About a half mile from our RV park is the "famous" Blue Moon Bar & Grill.  This place has been here since the late 1940s.  It offers great food, live music and dancing and even a live rodeo once a week.  The Blue Moon caught Ron's attention with its sign advertising "Beer and Burger for $7".  The food was excellent, so we returned for Friday night "Prime Rib" and it too was excellent.  Bonnie says it's the best prime rib she ever had.  It's true . . . you can't judge a book by its cover.

Whitefish City Beach is a popular place in the summertime.  Parking is very limited, so late arrivals either walk a long distance or go elsewhere.  It's a beautiful lake and very nice little City park.
City Beach on Whitefish Lake
Whitefish Lake
Bigfork:  The Labor Day weekend began with the "Rumble by the Bay" car show in the small town of Bigfork on Flathead Lake.  Bigfork (pop. 1,400) hasn't grown much over the years, but has transformed itself into a tourist town of world-class art galleries, fine dining and live theater.  It's impressive that a town of this size has 50 shops, 25 restaurants and 16 art galleries.

1951 Hudson Hornet
We had lunch and browsed through several shops and galleries, but our primary mission was the car show.  It was a good one with more than 300 cars lining the downtown streets.

Every hour, on the hour, all the cars with loud pipes were directed to start their engines and rev them up at the same time to create the "rumble" . . . and it certainly was.

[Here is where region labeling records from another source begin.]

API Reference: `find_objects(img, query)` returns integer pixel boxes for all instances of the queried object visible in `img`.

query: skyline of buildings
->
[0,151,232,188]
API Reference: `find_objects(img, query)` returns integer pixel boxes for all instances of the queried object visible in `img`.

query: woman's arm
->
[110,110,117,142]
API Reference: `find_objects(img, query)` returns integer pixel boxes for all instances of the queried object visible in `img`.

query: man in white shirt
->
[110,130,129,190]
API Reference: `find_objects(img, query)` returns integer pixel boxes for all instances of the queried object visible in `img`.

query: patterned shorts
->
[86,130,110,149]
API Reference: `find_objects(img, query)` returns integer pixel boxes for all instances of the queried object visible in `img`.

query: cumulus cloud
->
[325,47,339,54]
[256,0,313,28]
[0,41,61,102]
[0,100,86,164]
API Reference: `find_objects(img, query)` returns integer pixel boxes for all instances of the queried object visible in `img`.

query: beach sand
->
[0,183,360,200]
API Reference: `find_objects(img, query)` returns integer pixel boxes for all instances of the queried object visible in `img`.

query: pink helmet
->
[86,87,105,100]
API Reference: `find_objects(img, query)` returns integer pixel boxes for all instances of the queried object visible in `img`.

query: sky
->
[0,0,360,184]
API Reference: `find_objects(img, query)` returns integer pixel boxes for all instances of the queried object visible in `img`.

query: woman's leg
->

September has finally arrived and it's feeling more and more like fall.  Schools are back in session, tourists are folding up their tents and heading home, and our little RV park now has a few vacant spaces. 

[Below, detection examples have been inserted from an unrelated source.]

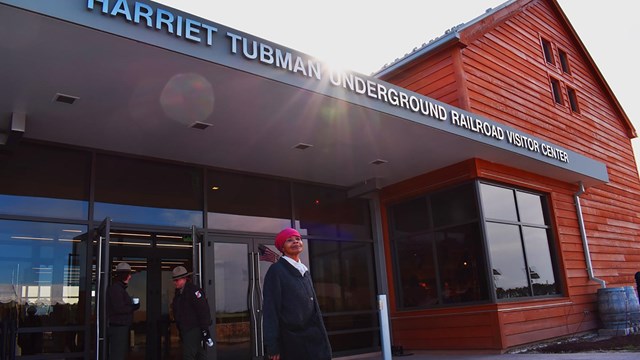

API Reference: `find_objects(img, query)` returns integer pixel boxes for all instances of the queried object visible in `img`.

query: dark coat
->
[263,258,331,360]
[107,280,140,326]
[171,281,211,333]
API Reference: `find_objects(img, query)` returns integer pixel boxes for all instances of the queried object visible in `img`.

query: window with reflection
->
[0,142,91,220]
[207,170,291,233]
[303,240,379,352]
[480,183,560,299]
[0,220,90,355]
[94,155,203,227]
[293,184,372,239]
[388,183,489,310]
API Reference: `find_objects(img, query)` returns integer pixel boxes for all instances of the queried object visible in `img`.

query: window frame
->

Today is Labor Day.  We thought it would be a big deal, but not around here.  There are no parades, no fireworks and even the swap meet at the local drive-in theater has wrapped up its season.  The only "special event" we could find was a Labor Day Inventory Reduction Sale at a mattress store.

That concludes our two weeks in the Whitefish/Kalispell area.  We probably said it before, but we'll say it again . . . "We love this part of the country."

We'll sign off with a photo of Brown Mountain on the south side of Avalanche Lake.  A few days after our hike, lightening struck  and touched off a forest fire in this area.  The Avalanche Lake trail is currently closed while the fire burns.  We hope the fire will be contained before it destroys much of this beautiful landscape.